Vigor físico e mental, decisão e audácia. Explore seus talentos, eles serão reconhecidos, aplaudidos e recompensados financeiramente. O amor estará presente. Aproveite e faça tudo que tiver vontade. (É o meu, é o meu, é o meu... viva!)

Sagitário - de 22/11 a 21/12 - regente: Júpiter

Marte vai transmitir forte energia e finalmente te fará ser decisivo e menos medroso. Aproveite para resolver antigos “sapos engolidos”. (Espero não ter feito ninguém desse signo deglutir sapinhos)

Capricórnio - de 22/12 a 20/01 - regente: Saturno

Tentará nesse período, remover situações que criou por comodismo ou insegurança ou por desatenção. A tendência é continuar agindo de acordo com suas idéias e sua auto-estima, e vai permanecer dando com os “burros n’água” ao persistir assim. Fique atento. (Hunn... difícil, hein?.)

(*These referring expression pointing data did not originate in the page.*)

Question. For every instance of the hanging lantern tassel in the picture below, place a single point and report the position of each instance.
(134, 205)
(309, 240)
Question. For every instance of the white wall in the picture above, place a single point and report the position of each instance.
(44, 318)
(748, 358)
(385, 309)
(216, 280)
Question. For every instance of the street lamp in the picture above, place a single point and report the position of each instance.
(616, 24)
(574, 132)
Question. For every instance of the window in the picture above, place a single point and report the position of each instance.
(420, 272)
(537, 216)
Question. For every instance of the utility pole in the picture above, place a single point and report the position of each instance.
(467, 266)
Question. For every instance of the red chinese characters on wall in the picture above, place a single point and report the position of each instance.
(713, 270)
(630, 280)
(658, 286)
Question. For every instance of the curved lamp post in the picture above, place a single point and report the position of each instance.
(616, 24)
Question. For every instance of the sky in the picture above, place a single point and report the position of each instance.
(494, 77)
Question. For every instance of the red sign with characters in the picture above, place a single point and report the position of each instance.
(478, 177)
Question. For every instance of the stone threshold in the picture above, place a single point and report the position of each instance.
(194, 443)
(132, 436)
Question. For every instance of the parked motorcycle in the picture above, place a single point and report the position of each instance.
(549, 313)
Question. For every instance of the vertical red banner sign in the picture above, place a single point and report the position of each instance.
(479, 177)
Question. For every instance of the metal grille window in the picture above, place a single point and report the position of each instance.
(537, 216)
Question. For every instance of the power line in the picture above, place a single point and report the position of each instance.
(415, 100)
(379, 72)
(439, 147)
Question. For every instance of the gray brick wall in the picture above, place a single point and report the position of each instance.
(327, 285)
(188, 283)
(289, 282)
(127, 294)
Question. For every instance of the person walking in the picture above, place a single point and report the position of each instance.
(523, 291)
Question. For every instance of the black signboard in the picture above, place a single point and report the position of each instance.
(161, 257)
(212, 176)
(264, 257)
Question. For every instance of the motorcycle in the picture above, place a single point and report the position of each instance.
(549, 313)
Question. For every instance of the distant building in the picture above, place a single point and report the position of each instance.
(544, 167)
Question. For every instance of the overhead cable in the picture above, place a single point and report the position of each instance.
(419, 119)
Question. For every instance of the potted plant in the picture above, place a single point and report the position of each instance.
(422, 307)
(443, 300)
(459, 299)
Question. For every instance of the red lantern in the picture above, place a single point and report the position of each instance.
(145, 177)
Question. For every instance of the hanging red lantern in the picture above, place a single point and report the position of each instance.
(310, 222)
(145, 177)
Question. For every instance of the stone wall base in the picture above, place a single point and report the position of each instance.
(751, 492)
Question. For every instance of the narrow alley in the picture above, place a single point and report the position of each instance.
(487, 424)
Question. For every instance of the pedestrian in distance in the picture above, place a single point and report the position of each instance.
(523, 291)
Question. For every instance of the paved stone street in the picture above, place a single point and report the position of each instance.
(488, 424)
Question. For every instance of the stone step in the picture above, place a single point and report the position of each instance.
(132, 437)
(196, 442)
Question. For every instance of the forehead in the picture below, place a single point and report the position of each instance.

Aquário - de 21/01 a 19/02 - regente: Urano

Franqueza excessiva criará atritos em relações mais íntimas. Deixe de ser o “dono da verdade”, o “crítico”. Se tiver coisas entaladas na garganta, cuspa-as no lugar apropriado. (Putss.. eu não quero um aquariano por perto esse ano!)

Peixes - de 20/02 a 20/03 - regente: Netuno

Irá continuar teimoso e nem para as reclamações afetivas vai voltar atrás. Azar teu vai ficar sozinho, então aproveite e organize seus pensamentos. (Que tal ir pra uma ilha deserta, hein?)

 

Acreditem em minhas previsões, tem horas, dias e meses de estudos para chegar nelas e em nenhuma delas fui tendenciosa ou me deixei levar pelos conhecimentos de perfis amigos, ou inimigos, ou de ex’s qualquer coisa, são pura e simplesmente a interpretação da linguagem da conjunção de astros sempre levando em consideração a zênite e não a nadir. Ciência pura!